By then, Brotherton had been a Western Washington resident 21 years. In 1984 he moved his family to Mercer Island and bought Frederick Cadillac in Seattle. He put his own family name on the dealership when he moved it to Renton in 2000, and had added the aforementioned Land Rover, as well as Lexus, dealerships to the family holdings.

The friendships he'd made in Walla Walla all those years before endured.

Longtime friend Don Ritchie, who was commissioned to build the new dealership off Wilbur Avenue, remembers how their friendship evolved from a meeting in a Dale Carnegie course in the mid-1960s.

"We just got to know each other and work together," Ritchie recalled Tuesday. "I bought my first pickup from him."

The friends took trips together out of town and held longstanding wagers over whose team would have the better football season: Brotherton's beloved Cougars or Ritchie's Oregon State University Beavers.

"We were good for each other," Ritchie quipped. "He brought me out of my shell a little bit, and I kept him from getting too far into trouble. He had a lot of fun but he also had a lot of compassion for people."

Seattle Times Publisher Frank Blethen became friends with Brotherton shortly after arriving in Walla Walla in 1975 to become publisher of the Union-Bulletin, according to a story on Brotherton in The Times. The two were frequent companions at Cougar games over the years. They traveled twice together to Pac-10 basketball tournaments and stayed close during Brotherton's illness.

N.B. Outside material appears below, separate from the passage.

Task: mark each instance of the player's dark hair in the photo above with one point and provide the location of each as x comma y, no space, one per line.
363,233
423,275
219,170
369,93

"Biff was one of those guys who are bigger than life -- big passion, big sense of humor, loved to be around people, loved the attention," Blethen said in the article. Behind the outgoing persona, he added, there was also was another side, that of a sensitive listener and valuable confidant.

That's the part, Swanson said, that helped guide his children.

"He has helped me make every life decision I've ever made," she said. "He's been my conscience. He's been my springboard. He's helped me see both sides of situations."

When he was diagnosed with multiple myeloma about 2 1/2 years ago spending time with family, including wife Leslie, seemed even more important, daughter Kari Brotherton told The Times. He bought a vacation home on Camano Island where he could teach his nine grandchildren to fish. "He taught the kids card games -- Go Fish and Old Maid -- and they played right to the end, even if he was struggling," she said.

He is survived by his wife, Leslie; sons Brad Brotherton of Mercer Island, Rob Brotherton of Bellevue and David Brotherton of Los Angeles: daughters, Beth Swanson of Walla Walla and Kari Brotherton of Seattle; a sister, Terry Terhune of Sisters, Ore.; and nine grandchildren.

A celebration of Brotherton's life is planned for 4-7 p.m. Jan. 14 at the Hyatt at Olive 8, 1635 Eighth Ave., Seattle. A private family memorial also is planned.

Remembrances may be made to Fred Hutchinson Cancer Research Center, J5-200, P.O. Box 19024, Seattle, WA 98109 for multiple myeloma research, or to the Washington State University Athletic Foundation, P.O. Box 641602, Pullman WA 99164-1602.